Le Grand-Duc rit légèrement à la blague, puis se pencha vers elle. En un instant, son corps flotta vers le haut tandis que ses bras solides passaient sous sa taille et sous ses genoux.

« Oh wait ! Attendez ! »

Elle arrêta précipitamment le Grand-Duc qui tentait de sortir du carrosse avec elle dans les bras.

« Pourquoi ? »

« Le chariot a un rideau fait de puissance sacrée, donc je ne peux pas passer. »

« Puissance sacrée ? »

Le Grand-Duc fronça les sourcils comme si c'était une absurdité.

« Ça, comme Votre Altesse, les gens ne le sentent pas, mais en tant que sorcière je le sens… attends, quoi ? »

La puissance sacrée qui enveloppait le carrosse comme un nuage se dissipa soudainement, puis disparut complètement.

« …Je ne la sens plus ? »

Le Grand-Duc, qui la regardait d'en bas avec des yeux étranges, rit et sauta hors du carrosse en marmonnant :

« Même une sorcière peut perdre ses sens si elle vit pendant des centaines d'années. »

« Oh wow, c'est niais. »

La seule chose qu'elle pouvait faire était de fixer le Grand-Duc.

« Si tu continues comme ça, j'ajouterai aussi une règle contre le fait de fixer les employeurs. »

« Pff… »

Elle tourna la tête vers l'avant. Le Grand-Duc laissa le chariot et le cheval avec une roue cassée et commença à marcher vers la forêt. Aucune route ni personne en vue. Il était venu loin en si peu de temps. Combien de temps devait-il la porter comme ça ? Il était sûr que la posture enlacée était confortable, mais quel était ce sentiment qui la mettait mal à l'aise, corps et esprit ? Ce fut un moment où elle se gratta la joue qui la chatouillait.

« Mademoiselle Hazel. »

« Oui ? »

« Si tu ne veux pas tomber par terre, tu devrais enrouler tes bras autour de mon cou. »

« Ah oui ! »

Comme indiqué, elle enroula ses bras autour du cou du Grand-Duc. La posture semblait plus stable, mais l'inconfort avait doublé. Penser qu'une sorcière serait embrassée comme une princesse par un Grand-Duc qui ressemblait à un prince. C'était embarrassant.

« Je n'ai jamais été enlacée comme ça avant, haha… »

Après avoir dit des bêtises, elle se sentit encore plus embarrassée.

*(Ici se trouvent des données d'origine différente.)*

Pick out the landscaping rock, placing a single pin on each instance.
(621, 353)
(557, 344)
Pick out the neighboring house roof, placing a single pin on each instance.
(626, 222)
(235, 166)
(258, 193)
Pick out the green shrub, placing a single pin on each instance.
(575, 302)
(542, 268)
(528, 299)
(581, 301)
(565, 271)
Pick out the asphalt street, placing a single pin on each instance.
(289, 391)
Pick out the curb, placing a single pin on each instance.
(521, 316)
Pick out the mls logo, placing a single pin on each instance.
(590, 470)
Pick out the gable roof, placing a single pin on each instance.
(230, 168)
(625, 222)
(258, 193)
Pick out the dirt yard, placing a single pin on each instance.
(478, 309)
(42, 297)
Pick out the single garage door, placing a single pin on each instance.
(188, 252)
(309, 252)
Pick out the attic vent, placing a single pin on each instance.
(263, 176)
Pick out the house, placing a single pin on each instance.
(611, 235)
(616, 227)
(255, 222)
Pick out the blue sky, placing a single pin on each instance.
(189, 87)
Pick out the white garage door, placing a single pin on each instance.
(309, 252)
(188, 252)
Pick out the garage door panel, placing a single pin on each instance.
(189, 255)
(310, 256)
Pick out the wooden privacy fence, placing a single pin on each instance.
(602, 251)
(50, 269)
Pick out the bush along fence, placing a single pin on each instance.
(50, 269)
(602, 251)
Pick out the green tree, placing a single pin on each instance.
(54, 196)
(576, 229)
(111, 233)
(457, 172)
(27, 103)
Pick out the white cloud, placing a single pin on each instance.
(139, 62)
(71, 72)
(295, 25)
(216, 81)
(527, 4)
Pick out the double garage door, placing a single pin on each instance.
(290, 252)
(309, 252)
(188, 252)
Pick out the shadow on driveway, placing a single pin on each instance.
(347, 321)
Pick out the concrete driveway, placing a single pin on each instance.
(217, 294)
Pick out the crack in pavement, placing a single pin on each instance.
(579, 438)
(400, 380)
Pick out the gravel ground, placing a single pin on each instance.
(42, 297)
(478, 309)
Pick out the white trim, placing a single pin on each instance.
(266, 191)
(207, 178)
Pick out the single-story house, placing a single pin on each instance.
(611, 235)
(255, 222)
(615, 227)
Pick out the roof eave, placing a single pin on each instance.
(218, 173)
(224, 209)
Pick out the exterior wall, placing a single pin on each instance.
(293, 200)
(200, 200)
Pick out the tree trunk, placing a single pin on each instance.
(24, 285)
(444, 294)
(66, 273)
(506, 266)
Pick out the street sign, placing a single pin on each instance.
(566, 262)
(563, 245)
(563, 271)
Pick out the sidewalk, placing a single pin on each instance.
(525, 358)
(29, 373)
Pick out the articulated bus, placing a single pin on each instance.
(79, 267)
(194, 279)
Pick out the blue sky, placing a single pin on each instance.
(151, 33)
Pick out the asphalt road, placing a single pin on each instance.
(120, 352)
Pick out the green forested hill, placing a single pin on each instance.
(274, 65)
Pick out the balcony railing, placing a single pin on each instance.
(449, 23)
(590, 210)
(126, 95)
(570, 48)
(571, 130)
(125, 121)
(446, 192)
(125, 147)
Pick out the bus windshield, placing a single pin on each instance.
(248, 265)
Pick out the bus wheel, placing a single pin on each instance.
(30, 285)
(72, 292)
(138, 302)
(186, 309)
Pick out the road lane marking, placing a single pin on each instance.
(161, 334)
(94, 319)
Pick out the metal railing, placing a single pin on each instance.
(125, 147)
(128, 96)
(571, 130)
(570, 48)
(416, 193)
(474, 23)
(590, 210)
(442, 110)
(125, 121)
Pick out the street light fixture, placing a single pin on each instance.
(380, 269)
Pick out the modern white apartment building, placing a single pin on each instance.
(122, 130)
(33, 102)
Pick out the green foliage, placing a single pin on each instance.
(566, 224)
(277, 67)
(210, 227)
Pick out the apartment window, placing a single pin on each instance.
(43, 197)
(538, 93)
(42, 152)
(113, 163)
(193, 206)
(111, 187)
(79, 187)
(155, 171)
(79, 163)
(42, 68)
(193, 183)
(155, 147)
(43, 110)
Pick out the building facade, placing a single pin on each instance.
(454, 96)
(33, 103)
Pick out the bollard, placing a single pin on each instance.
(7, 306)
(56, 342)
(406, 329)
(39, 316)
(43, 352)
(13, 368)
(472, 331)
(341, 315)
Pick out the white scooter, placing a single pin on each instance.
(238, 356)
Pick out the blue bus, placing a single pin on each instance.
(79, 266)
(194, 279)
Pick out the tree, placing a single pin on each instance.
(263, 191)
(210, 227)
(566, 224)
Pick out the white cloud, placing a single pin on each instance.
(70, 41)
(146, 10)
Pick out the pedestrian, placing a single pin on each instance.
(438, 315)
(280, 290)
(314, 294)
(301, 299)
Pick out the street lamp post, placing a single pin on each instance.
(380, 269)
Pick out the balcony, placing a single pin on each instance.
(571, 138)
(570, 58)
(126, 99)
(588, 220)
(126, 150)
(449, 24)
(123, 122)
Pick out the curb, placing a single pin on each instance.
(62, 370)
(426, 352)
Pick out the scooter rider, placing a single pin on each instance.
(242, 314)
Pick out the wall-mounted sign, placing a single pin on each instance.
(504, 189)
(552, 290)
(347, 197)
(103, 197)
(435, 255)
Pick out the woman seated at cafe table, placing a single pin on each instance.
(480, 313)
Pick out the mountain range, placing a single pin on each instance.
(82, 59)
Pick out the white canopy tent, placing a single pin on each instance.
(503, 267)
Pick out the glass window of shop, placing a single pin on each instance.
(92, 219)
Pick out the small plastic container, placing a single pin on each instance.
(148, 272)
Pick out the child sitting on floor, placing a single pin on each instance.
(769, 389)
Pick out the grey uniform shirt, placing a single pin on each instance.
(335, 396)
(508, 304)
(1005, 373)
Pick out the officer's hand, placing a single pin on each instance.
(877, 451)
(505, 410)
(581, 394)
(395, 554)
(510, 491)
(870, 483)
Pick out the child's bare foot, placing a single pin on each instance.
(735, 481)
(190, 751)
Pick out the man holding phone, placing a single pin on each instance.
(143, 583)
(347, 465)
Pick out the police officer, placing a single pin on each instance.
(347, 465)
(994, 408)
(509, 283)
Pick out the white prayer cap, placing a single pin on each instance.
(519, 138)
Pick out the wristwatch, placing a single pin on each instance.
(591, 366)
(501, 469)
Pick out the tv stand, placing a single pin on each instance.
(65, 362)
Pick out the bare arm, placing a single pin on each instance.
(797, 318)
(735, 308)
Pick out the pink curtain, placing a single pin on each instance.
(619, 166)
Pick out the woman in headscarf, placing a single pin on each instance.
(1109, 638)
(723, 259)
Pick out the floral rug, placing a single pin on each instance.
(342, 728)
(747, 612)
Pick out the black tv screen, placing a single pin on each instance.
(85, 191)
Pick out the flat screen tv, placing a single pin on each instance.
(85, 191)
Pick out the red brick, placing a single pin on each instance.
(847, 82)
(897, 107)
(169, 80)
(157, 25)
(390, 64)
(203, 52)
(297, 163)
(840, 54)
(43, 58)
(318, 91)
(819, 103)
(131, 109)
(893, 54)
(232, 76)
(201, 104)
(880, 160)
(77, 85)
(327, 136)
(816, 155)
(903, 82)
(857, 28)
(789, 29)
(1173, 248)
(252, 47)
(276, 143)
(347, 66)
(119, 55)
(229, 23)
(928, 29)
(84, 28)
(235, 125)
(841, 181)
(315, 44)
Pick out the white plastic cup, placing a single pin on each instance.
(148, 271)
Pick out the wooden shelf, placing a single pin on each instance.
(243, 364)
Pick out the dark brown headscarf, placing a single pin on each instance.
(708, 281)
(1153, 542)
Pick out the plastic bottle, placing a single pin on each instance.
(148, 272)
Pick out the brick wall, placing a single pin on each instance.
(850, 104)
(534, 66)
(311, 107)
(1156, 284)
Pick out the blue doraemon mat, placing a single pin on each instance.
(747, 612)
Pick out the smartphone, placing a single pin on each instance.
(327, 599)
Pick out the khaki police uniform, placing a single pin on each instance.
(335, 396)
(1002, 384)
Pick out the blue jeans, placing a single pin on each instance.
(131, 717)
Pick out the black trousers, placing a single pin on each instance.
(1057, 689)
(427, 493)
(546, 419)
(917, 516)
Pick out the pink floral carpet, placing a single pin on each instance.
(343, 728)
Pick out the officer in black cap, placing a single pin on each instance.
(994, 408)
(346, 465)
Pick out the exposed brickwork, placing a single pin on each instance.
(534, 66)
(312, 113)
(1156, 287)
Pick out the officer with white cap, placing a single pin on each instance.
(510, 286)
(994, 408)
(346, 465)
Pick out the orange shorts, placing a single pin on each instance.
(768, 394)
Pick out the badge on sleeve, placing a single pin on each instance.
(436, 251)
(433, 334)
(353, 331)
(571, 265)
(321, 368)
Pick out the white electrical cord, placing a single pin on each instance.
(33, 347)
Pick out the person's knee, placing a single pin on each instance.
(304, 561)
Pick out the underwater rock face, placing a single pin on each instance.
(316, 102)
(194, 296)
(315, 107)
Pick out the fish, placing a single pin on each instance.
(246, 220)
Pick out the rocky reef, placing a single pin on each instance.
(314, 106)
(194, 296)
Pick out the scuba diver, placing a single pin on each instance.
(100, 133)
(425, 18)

« …Je n'ai jamais enlacé personne comme ça avant. »

« Je vois… quoi ? »

Ce fut seulement alors qu'elle remarqua que les cheveux du Grand-Duc étaient mouillés. Elle frotta légèrement l'épaule du Grand-Duc du bout des doigts. Dès qu'elle lava son corps, elle sentit faiblement l'eau sur sa chemise noire. C'est l'extérieur en plein hiver. Non content de ne pas avoir séché correctement son corps mouillé, il ne portait qu'une seule chemise. Regarde comme sa nuque était rouge de froid. Elle demanda, en relevant le col de sa chemise et en l'enroulant autour du cou du Grand-Duc.

« Et la veste ? »

« … »

« N'as-tu pas froid avec seulement une chemise ? Tes cheveux étaient aussi mouillés… »

« Nounou, comme je l'ai dit avant, je ne suis pas un enfant. »

Pour une raison quelconque, elle se tut face à la voix en colère. Il y eut un silence gênant un moment, puis le Grand-Duc marmonna.

« Personne n'a de pouvoirs de guérison, donc c'est un gros problème. »

« Il y a une potion de guérison dans le chariot, donc si tu la bois, tu seras guéri en un rien de temps. »

« Alors tant mieux. »

Après cela, il n'y eut plus que le bruit des pas dans la neige, suivi d'un silence gênant.

« Tu es une sorcière, mais tu ne montes pas de balai. »

Alors le Grand-Duc brisa le silence avec un autre son soudain.

« Ah, j'ai un peu peur. »

C'est effrayant d'avoir les pieds décollés du sol, alors que la seule chose qui soutient ton corps est un bâton fin et rond. Rien qu'à y penser, ses genoux tremblaient.

« Je ne pense pas. »

« Oui ? »

« Tu n'avais pas peur devant moi. »

« Quand est-ce que j'ai eu peur ? »

« En disant que tu offrais le Grand-Duc en sacrifice sans peur. »

« C'était une blague. »

« Affronter l'ours sans peur. »

« Ah, c'était un combat d'abeilles. »

« Sans peur, enfreindre les règles que j'ai fixées. »

« Quand est-ce que j'ai enfreint les règles ? »

« Le placard par exemple ? »

« Comment enfreins-tu une règle qui n'existe pas ? »

Le Grand-Duc sourit et baissa les yeux de l'horizon vers elle.

« Un peu plus tôt, tu as regardé une bataille sanglante sans peur. »

Face à ses yeux pourpres, cela lui rappela le moment où leurs regards s'étaient croisés à travers la fenêtre de verre un peu plus tôt.